Lab 4: Quantile Regression

Setup

We will need to load the following packages before proceeding:

DoorDash ETAs — Thinking Like the ETA Team!

Imagine you have just joined the DoorDash ETA (Estimated Time of Arrival) team as a Data Scientist. Your manager does not care about “average delivery time” in the abstract; they care about customer promises:

“Most orders should arrive around ___ minutes.”
“But we should warn customers that it could take as long as ___ minutes.”
“And we need to understand how staffing and congestion shift those numbers.”

This warmup is about learning the tool that matches that reality: Quantile regression.

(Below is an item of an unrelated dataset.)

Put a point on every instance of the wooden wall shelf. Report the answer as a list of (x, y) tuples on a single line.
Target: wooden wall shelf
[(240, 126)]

Important Key Mindset Shift

In this setting, focusing only on the Ordinary Least-squares (OLS) conditional mean \(\mathbb{E}(Y \mid X)\) is often not the right target. Let us suppose that DoorDash lives and dies by the median (typical experience), upper quantiles (late orders, disappointed customers), and lower quantiles (early orders and possibly happier customers).

About the Dataset

The DoorDash ETA dataset contains historical delivery records from early 2015, where each observation corresponds to a single food delivery order. The response of interest is the total delivery duration, defined as the time between when an order is placed (created_at) and when it is delivered (actual_delivery_time).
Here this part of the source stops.